Действительно, если только на память. И чтобы совсем не обидеть.
— Разве что на память. Книгу какую-нибудь.
— Во-во! Книг у него вон сколько! Не жалко. Все равно пропадать, ведь правда? А то Юрий Никитич наш так гордо мне: «Я не допущу, чтобы моя семья! Мы не можем быть причастны!» Уж если он кандидат, то прямо не знаю что! А я, выходит, воровка? Вероника-то рада бы, но боится своего. Я ей говорю: «Возьми чего из посуды, он и не узнает, откуда чего!» Боится. Бывают же такие, просто не знаю. ПеНданты, прости господи.
Хотя и было темно. Филипп постарался не улыбнуться.
Он уже сделал шаг в глубь этого склада бутафории, как услышал, что кто-то вошел с лестницы. Вероника или ее кандидат — больше некому. Филиппу не очень хотелось, чтобы кто-то из этой пары видел его в комнате Леонида Полуэктовича.
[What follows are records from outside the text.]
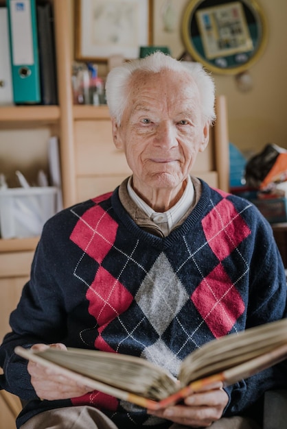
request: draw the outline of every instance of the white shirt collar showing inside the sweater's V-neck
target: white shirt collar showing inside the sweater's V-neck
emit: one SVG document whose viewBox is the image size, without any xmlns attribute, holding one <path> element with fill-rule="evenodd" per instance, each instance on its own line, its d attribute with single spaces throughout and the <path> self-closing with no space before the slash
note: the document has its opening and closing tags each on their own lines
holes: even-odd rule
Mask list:
<svg viewBox="0 0 287 429">
<path fill-rule="evenodd" d="M 159 225 L 164 236 L 170 234 L 174 225 L 181 220 L 194 201 L 194 186 L 189 175 L 187 176 L 187 184 L 183 195 L 181 195 L 179 201 L 166 212 L 154 212 L 154 210 L 135 193 L 131 186 L 131 182 L 132 177 L 128 180 L 128 195 L 130 195 L 130 198 L 133 199 L 135 204 L 137 204 L 154 223 Z"/>
</svg>

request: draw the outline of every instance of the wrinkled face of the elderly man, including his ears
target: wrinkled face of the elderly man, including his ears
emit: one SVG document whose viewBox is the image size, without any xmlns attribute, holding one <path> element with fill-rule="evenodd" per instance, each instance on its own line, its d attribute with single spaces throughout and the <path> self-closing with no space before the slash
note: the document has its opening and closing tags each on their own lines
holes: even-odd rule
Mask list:
<svg viewBox="0 0 287 429">
<path fill-rule="evenodd" d="M 149 195 L 150 187 L 179 191 L 209 138 L 192 77 L 168 70 L 136 73 L 122 123 L 113 121 L 113 136 L 141 195 Z"/>
</svg>

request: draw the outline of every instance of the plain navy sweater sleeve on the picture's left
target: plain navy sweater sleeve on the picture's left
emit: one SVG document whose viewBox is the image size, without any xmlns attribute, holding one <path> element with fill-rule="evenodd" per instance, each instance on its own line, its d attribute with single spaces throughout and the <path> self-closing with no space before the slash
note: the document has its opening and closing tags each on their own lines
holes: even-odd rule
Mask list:
<svg viewBox="0 0 287 429">
<path fill-rule="evenodd" d="M 23 287 L 20 302 L 10 315 L 12 332 L 6 334 L 0 347 L 3 368 L 0 387 L 24 400 L 36 394 L 27 372 L 27 360 L 14 354 L 14 347 L 56 343 L 65 336 L 65 308 L 51 269 L 53 245 L 49 228 L 46 228 L 34 255 L 30 281 Z"/>
</svg>

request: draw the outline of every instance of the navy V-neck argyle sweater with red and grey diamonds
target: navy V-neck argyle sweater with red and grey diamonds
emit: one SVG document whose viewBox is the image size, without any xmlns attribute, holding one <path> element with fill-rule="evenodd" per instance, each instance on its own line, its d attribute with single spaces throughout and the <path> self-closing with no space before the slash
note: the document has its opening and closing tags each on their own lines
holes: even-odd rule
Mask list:
<svg viewBox="0 0 287 429">
<path fill-rule="evenodd" d="M 0 347 L 1 388 L 30 403 L 17 427 L 49 408 L 89 404 L 119 428 L 160 426 L 145 410 L 94 391 L 61 401 L 36 397 L 15 345 L 141 356 L 176 376 L 207 341 L 286 317 L 286 278 L 268 222 L 249 201 L 210 188 L 167 237 L 128 215 L 118 189 L 62 210 L 43 228 L 30 281 Z M 283 383 L 279 366 L 226 389 L 238 415 Z M 286 380 L 286 378 L 285 378 Z"/>
</svg>

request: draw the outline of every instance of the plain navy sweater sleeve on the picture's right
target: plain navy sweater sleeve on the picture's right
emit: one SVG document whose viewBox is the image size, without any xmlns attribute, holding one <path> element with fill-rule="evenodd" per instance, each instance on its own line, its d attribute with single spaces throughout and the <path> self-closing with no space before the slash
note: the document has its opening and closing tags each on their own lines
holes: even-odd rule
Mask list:
<svg viewBox="0 0 287 429">
<path fill-rule="evenodd" d="M 265 220 L 253 234 L 249 273 L 246 328 L 286 317 L 286 275 L 282 258 Z M 287 387 L 286 361 L 227 387 L 225 415 L 240 415 L 263 397 L 265 391 Z"/>
</svg>

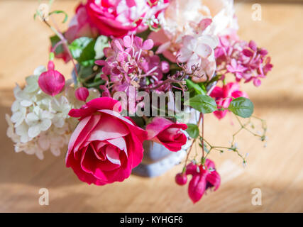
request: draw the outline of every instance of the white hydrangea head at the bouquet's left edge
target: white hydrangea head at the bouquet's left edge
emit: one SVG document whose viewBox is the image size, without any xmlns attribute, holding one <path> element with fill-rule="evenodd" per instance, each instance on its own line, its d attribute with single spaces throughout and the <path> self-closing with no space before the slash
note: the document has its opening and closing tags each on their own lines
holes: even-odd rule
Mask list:
<svg viewBox="0 0 303 227">
<path fill-rule="evenodd" d="M 13 89 L 16 101 L 11 106 L 12 116 L 6 114 L 9 124 L 6 134 L 15 143 L 15 151 L 36 155 L 40 160 L 47 150 L 55 156 L 60 155 L 60 150 L 67 146 L 77 126 L 77 119 L 70 118 L 68 113 L 70 109 L 84 104 L 76 99 L 72 80 L 67 80 L 65 89 L 56 96 L 42 92 L 38 86 L 38 77 L 45 71 L 45 67 L 37 67 L 32 76 L 26 77 L 23 89 L 16 84 Z M 87 100 L 99 96 L 97 89 L 89 89 Z"/>
</svg>

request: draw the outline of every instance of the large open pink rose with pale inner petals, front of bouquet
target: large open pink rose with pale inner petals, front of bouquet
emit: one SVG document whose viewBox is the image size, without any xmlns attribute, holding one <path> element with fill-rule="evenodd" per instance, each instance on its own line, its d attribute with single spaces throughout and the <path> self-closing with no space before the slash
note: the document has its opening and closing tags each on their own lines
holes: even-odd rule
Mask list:
<svg viewBox="0 0 303 227">
<path fill-rule="evenodd" d="M 79 124 L 70 138 L 65 162 L 83 182 L 122 182 L 141 162 L 146 132 L 120 111 L 120 102 L 109 97 L 70 111 Z"/>
</svg>

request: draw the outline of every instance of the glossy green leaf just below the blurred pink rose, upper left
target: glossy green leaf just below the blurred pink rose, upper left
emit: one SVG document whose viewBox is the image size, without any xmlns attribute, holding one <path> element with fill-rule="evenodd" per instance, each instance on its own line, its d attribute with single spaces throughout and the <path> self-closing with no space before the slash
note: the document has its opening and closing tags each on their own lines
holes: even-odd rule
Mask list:
<svg viewBox="0 0 303 227">
<path fill-rule="evenodd" d="M 74 40 L 70 45 L 70 52 L 80 64 L 84 66 L 94 65 L 94 44 L 96 40 L 88 37 L 81 37 Z"/>
</svg>

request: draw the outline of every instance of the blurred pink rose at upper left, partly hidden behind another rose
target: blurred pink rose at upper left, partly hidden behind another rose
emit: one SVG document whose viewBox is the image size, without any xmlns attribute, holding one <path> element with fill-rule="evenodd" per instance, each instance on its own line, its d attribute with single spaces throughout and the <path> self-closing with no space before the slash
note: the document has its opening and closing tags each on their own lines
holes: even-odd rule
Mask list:
<svg viewBox="0 0 303 227">
<path fill-rule="evenodd" d="M 96 38 L 99 35 L 98 28 L 94 26 L 87 15 L 86 7 L 79 4 L 76 9 L 76 15 L 70 21 L 70 25 L 65 32 L 65 38 L 69 43 L 80 37 Z"/>
</svg>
Но и сбежать на глазах Антонины Ивановны как-то смешно. Лучше всего — закрыть дверь! Не станут же те заглядывать внутрь. Филипп уже потянулся к ручке двери, но услышал:
— Эй, опять перерыв в подаче?
Федька явился! В кои веки. И ключ ему собственный дан, чтобы приходил когда угодно, — так, наверное, заржавел от редкого употребления.
Филипп пошел со свечой навстречу сыну.
— Это ты, фатер? Идешь как пещерный старец. Глупо обижаться на Федькины шуточки, и все же
слово «старец» неприятно задело.
— Придумал бы что-нибудь, чтобы не ходили мы тут как пещерные жители. Ты же электрический терапевт, так тебя дед называет.
— Чего придумаешь, если где-то вне квартиры вылетает фаза. Разве что завести автономный источник. Серьезно: поставьте собственную ГЭС на струе из кухонного крана!
Такого еще не бызало, чтобы Федька не придумал никакого выхода по части техники.
Филипп смотрел на сына; в слабом свете свечи тот казался совсем мальчиком, чуть не двенадцатилетним. И сразу вспомнился сегодняшний предутренний сон, Лиза, которая виделась такой же преображенно молодой, как сейчас Федька. Ну и что, что теперь у каждого из них двоих своя отдельная жизнь, — есть узы, которые не прекращаются с разводом. Пожизненные. Вот и у них с Лизой. Захотелось сделать ей что-нибудь приятное. Книги! Она же великая читательница.
В комнате заскреблась Рыжа — почуяла Федьку. Тот услышал царапанье за дверью.
— Чего, нашлась псина?
— Как слышишь.
— Ну поздравляю. А кто упер?
Федька не сомневался, что украли. В идеалисты он не годится.